Ensuite, l’étude de telles formes éducatives nous impose de préciser le rôle des parents, acteurs majeurs de ces expériences éducatives. S’agit-il d’un retour des parents dans l’éducation des enfants ou même d’une revanche à l’égard d’une institution scolaire qui apparaît, pour une part grandissante de parents, comme ne répondant pas à leurs attentes ? Parentalité positive et hyperparentalité sont des notions nouvelles qui mettent en lumière une transformation éducative majeure : la lutte contre les violences envers les enfants.

Enfin, il convient de souligner les liens, les résistances, voire les oppositions, à l’institution scolaire publique. Présentes en majeure partie dans l’enseignement privé, ces écoles ne participent-elles pas à une privatisation, rampante ou assumée, de l’éducation ? Cependant, l’étude des pédagogies alternatives, qu’elles se situent hors ou dans l’institution scolaire, nous incite à analyser leurs liens avec cette institution et les différentes « stratégies » d’entrisme, ou d’évitement de l’enseignement public.

Toutes ces interrogations, récurrentes lorsque l’on aborde une alternative pédagogique, soulignent l’importance des finalités revendiquées, assumées et parfois niées de ces pédagogies. En effet, leur essor actuel est dû au malaise persistant à l’égard de l’enseignement public, mais aussi à une volonté nouvelle de prendre en compte l’éducation de ses enfants en tant qu’êtres singuliers. Ce double mouvement se retrouve dans la plupart des pays occidentaux et doit être relié à la libéralisation des structures d’enseignement.

1. Les sites de diffusion des militants des pédagogies alternatives, comme Le Printemps de l’éducation, estiment à près de 60 000 le nombre d’enfants scolarisés ou non scolarisés. En France, le chiffre officiel d’enfants non scolarisés est de 24 878, et cela sur les 8,2 millions d’enfants soumis à l’obligation scolaire, soit 0,3 % pour l’année 2014-2015. Ce chiffre comprend les enfants ­instruits en dehors de tout établissement d’enseignement public ou privé. Si le chiffre semble très réduit, il convient de noter son augmentation de plus de 32 % en trois ans. Voir Brugnera A. & ­Pau-Langevin G., Mission flash sur la déscolarisation, août 2018, Commission des Affaires culturelles et de l’Éducation de l’Assemblée nationale, http://www.autisme-france.fr/offres/doc_inline_src/577/Communication%2BMission%2BFlash.pdf et Miviludes, Mission interministérielle de vigilance et de lutte contre les dérives sectaires (2015), Rapport 2013-2014 au Premier ministre, 29 avril. En ligne : https://www.derives-sectes.gouv.fr/sites/default/files/publications/francais/Rapport-au-Premier-ministre_2013-2014_Miviludes.pdf.

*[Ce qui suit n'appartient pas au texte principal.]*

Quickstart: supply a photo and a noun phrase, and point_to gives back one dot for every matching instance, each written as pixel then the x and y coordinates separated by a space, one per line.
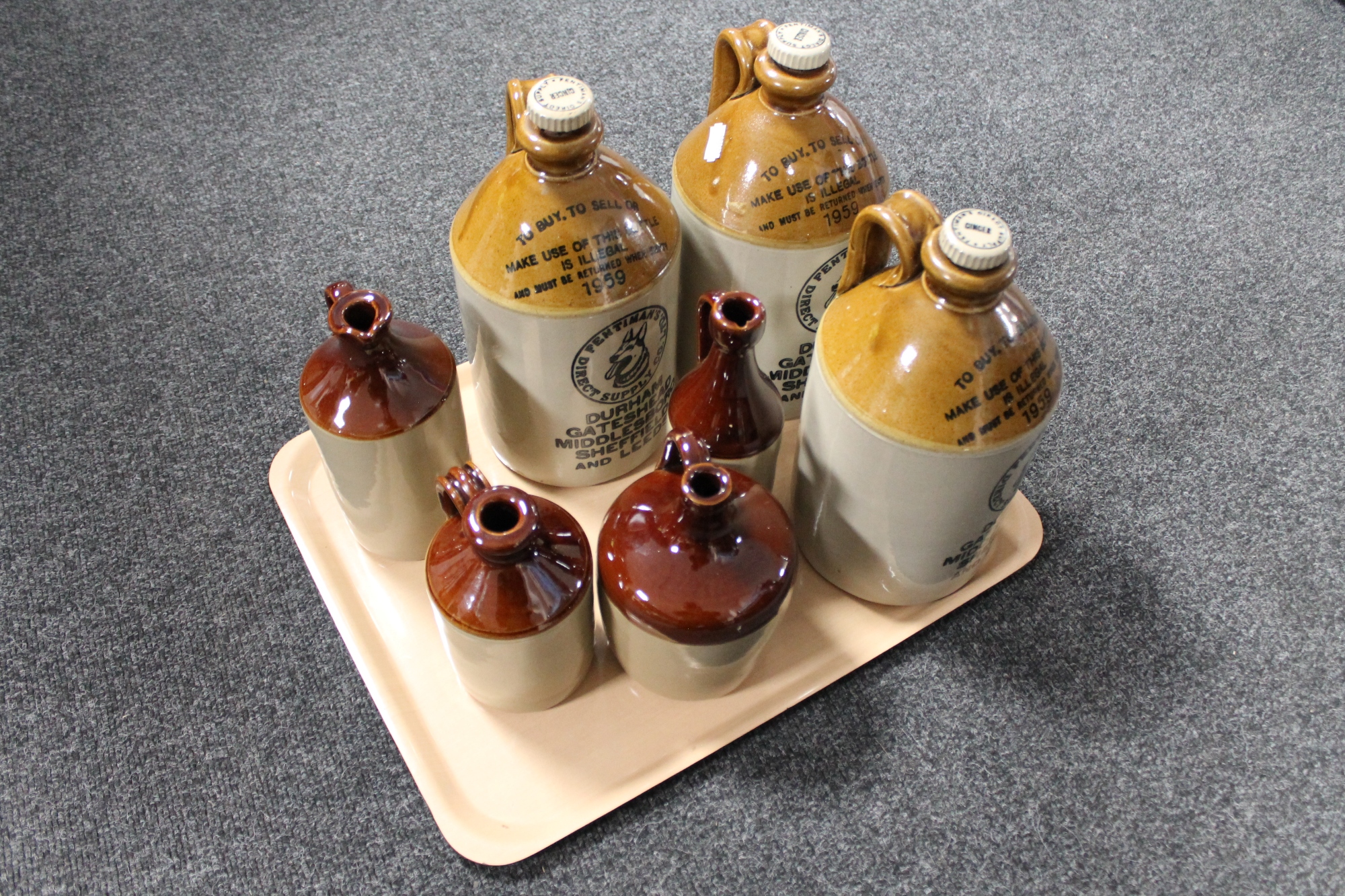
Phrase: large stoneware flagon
pixel 769 186
pixel 383 401
pixel 933 382
pixel 566 260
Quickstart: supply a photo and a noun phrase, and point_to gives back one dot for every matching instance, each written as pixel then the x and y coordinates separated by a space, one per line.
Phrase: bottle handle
pixel 459 486
pixel 900 222
pixel 683 450
pixel 516 107
pixel 735 56
pixel 704 335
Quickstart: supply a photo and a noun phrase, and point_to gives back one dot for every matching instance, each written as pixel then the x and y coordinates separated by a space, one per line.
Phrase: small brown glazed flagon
pixel 512 565
pixel 376 376
pixel 383 403
pixel 696 552
pixel 696 564
pixel 726 399
pixel 510 576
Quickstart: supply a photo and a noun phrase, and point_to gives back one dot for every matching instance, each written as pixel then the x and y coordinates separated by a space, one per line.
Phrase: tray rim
pixel 380 671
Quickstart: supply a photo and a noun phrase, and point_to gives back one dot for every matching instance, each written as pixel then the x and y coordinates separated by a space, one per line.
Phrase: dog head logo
pixel 622 358
pixel 631 358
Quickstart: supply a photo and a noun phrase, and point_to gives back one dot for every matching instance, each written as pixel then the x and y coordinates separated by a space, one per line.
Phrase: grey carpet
pixel 1153 706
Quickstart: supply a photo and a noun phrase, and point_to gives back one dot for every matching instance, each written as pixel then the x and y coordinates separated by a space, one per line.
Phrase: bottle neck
pixel 790 91
pixel 960 288
pixel 708 497
pixel 560 155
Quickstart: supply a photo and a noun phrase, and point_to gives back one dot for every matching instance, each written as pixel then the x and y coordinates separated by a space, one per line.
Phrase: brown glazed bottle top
pixel 375 377
pixel 563 225
pixel 778 159
pixel 927 352
pixel 512 565
pixel 727 400
pixel 703 555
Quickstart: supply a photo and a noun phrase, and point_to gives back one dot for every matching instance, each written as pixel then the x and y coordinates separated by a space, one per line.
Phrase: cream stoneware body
pixel 523 674
pixel 922 421
pixel 510 583
pixel 387 486
pixel 683 671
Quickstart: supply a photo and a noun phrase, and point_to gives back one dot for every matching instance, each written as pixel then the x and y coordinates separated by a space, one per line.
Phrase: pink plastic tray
pixel 505 786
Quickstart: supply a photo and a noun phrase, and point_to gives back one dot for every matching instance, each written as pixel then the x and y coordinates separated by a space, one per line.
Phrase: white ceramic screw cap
pixel 560 104
pixel 800 46
pixel 976 240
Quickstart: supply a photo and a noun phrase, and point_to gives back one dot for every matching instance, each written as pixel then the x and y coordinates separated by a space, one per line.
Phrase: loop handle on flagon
pixel 900 222
pixel 735 56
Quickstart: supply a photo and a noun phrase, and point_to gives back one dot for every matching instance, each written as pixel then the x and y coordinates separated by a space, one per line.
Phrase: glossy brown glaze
pixel 726 399
pixel 704 556
pixel 375 377
pixel 563 225
pixel 948 360
pixel 512 565
pixel 787 147
pixel 681 450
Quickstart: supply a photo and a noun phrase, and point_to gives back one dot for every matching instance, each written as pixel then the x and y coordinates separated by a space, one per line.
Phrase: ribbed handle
pixel 516 110
pixel 459 486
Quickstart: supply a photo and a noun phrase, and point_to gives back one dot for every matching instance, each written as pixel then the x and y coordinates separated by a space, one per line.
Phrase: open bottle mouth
pixel 730 319
pixel 740 313
pixel 502 522
pixel 362 314
pixel 501 517
pixel 707 485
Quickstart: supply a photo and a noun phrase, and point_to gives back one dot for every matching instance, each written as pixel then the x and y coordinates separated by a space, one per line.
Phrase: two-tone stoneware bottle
pixel 567 267
pixel 696 567
pixel 931 388
pixel 510 576
pixel 769 188
pixel 384 404
pixel 727 400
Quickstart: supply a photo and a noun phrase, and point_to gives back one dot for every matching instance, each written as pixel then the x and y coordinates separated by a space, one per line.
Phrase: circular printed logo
pixel 621 358
pixel 820 290
pixel 1008 485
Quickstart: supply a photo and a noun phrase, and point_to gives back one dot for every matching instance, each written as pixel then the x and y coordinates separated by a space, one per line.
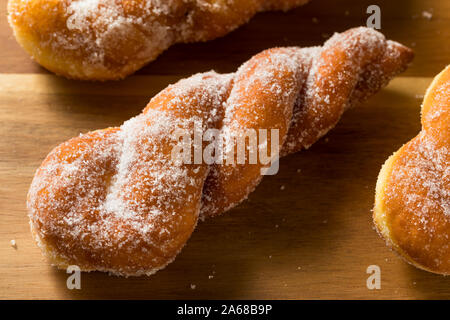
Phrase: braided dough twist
pixel 113 200
pixel 110 39
pixel 412 203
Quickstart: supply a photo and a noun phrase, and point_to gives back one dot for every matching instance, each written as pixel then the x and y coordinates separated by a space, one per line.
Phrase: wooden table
pixel 305 233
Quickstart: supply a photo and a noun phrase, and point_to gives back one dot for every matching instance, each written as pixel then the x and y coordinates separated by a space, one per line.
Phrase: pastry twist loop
pixel 114 200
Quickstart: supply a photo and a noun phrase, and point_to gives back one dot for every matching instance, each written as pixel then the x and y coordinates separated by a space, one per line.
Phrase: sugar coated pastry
pixel 110 39
pixel 115 200
pixel 412 203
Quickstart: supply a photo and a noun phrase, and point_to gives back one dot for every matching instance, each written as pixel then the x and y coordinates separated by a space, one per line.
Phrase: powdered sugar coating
pixel 113 200
pixel 109 39
pixel 412 208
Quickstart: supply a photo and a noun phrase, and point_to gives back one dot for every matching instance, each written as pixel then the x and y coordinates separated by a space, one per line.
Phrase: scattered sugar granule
pixel 427 15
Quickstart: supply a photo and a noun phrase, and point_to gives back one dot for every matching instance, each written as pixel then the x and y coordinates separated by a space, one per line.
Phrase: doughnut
pixel 412 202
pixel 111 39
pixel 115 200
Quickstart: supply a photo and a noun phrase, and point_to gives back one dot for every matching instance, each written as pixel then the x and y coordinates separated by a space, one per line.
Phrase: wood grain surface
pixel 305 233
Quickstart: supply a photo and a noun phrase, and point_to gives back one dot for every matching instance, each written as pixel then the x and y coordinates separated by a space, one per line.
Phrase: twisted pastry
pixel 412 203
pixel 113 200
pixel 110 39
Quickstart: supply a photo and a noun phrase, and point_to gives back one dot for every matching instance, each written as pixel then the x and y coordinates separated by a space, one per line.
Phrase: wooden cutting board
pixel 313 239
pixel 304 233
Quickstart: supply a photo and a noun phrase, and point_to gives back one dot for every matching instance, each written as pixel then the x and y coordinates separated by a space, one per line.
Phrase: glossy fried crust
pixel 412 204
pixel 116 200
pixel 110 39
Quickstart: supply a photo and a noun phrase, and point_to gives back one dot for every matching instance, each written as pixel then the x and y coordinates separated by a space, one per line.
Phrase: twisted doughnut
pixel 113 200
pixel 412 203
pixel 110 39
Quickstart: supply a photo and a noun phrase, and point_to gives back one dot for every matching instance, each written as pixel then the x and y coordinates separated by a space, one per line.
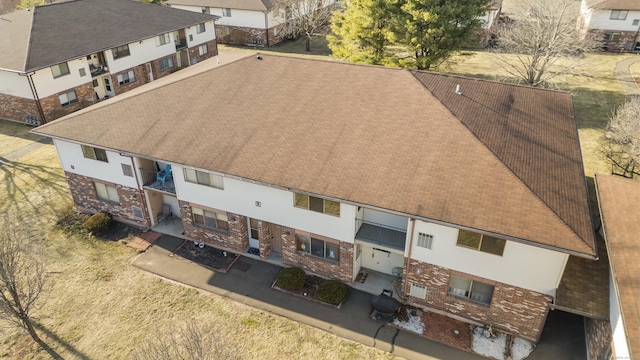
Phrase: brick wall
pixel 212 50
pixel 599 337
pixel 53 109
pixel 235 239
pixel 514 310
pixel 342 270
pixel 84 195
pixel 17 108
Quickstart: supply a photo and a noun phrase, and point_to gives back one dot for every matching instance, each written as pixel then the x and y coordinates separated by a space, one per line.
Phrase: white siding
pixel 520 265
pixel 73 161
pixel 47 85
pixel 276 206
pixel 620 343
pixel 600 19
pixel 15 85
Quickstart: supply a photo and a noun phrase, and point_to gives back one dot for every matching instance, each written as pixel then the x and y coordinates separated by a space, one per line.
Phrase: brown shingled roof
pixel 618 199
pixel 391 138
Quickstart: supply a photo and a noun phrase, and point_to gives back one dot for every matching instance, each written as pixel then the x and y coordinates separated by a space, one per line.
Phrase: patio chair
pixel 164 174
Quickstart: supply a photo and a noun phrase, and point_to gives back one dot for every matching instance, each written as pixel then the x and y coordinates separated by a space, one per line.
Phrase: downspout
pixel 266 26
pixel 35 97
pixel 405 274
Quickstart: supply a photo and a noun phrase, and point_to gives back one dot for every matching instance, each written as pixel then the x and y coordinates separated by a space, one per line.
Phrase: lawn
pixel 98 306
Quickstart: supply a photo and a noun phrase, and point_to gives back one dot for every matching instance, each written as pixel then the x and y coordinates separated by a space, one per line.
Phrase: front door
pixel 276 238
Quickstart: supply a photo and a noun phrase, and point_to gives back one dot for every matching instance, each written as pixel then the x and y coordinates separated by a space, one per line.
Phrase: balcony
pixel 151 181
pixel 382 235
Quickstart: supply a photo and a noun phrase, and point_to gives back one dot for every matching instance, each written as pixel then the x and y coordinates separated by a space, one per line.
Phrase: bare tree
pixel 622 139
pixel 305 17
pixel 193 340
pixel 22 275
pixel 541 33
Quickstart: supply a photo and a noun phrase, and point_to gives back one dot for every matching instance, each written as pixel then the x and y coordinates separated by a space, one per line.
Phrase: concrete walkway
pixel 629 86
pixel 249 282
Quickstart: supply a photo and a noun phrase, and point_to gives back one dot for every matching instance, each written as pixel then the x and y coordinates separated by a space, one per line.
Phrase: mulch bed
pixel 309 290
pixel 207 256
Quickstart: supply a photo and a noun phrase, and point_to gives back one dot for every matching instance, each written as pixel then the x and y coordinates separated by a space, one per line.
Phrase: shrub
pixel 97 222
pixel 332 291
pixel 292 278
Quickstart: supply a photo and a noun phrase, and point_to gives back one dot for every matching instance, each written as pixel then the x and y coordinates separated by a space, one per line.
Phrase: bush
pixel 292 278
pixel 332 291
pixel 97 222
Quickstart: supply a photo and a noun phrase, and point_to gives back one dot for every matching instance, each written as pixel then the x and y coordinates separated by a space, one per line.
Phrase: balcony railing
pixel 383 235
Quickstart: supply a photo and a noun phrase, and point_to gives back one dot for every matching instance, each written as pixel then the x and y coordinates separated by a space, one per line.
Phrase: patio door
pixel 276 238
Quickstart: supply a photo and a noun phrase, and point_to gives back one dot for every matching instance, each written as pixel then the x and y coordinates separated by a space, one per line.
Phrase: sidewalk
pixel 249 282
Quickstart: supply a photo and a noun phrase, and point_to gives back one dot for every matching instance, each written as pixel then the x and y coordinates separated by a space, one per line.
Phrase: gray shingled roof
pixel 68 30
pixel 258 5
pixel 499 158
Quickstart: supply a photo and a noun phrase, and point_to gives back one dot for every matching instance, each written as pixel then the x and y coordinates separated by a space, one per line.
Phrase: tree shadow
pixel 46 177
pixel 70 349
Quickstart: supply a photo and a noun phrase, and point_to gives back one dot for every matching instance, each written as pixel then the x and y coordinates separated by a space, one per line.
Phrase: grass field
pixel 100 307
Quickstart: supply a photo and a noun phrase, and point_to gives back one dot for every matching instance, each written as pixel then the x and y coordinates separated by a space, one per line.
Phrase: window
pixel 203 178
pixel 94 153
pixel 210 219
pixel 107 192
pixel 418 291
pixel 470 289
pixel 60 70
pixel 120 51
pixel 137 212
pixel 127 170
pixel 126 78
pixel 316 204
pixel 68 98
pixel 166 63
pixel 162 39
pixel 613 37
pixel 619 14
pixel 484 243
pixel 425 240
pixel 318 248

2. Actes du colloque Innovations : l’approche des pédagogies et structures alternatives, Caen, Espe, 18 mai 2018. En ligne : http://www.cemea.asso.fr/IMG/pdf/colloque-caen.pdf.

3. Kammerer B., « École publique, un monopole contesté », Sciences Humaines, n° 307, octobre 2018.

Chapitre 1 Éduquer autrement, une histoire ancienne

L’idée d’alternative n’est pas nouvelle puisque les courants d’Éducation nouvelle issus des pédagogies Célestin Freinet (1896-1966), Maria Montessori (1870-1952), Rudolf Steiner (1861-1925), Ovide Decroly (1871-1932) et Janusz Korczak (1878-1942), pour ne prendre que quelques figures incontournables, existent depuis la première moitié du XXe siècle et se sont structurés en réaction à l’école traditionnelle. Les pédagogies alternatives du XXIe siècle, qu’elles soient hors ou dans l’école, se revendiquent implicitement ou explicitement des courants d’Éducation nouvelle du début du XXe siècle. Ces expériences éducatives alternatives sont parfois des émanations directes de l’Éducation nouvelle, comme c’est le cas pour les écoles Montessori, Steiner, Decroly ou les classes Freinet. Par ailleurs, les pédagogies d’Éducation nouvelle, tout comme les autres pédagogies alternatives, sont des courants de pensées pluriels. Si les courants d’Éduca­tion nouvelle sont cadrés par une pédagogie spécifique, les pédagogies alternatives émergentes, elles, souhaitent « butiner » ou accueillir une série d’activités et non un cadre pédagogique spécifique.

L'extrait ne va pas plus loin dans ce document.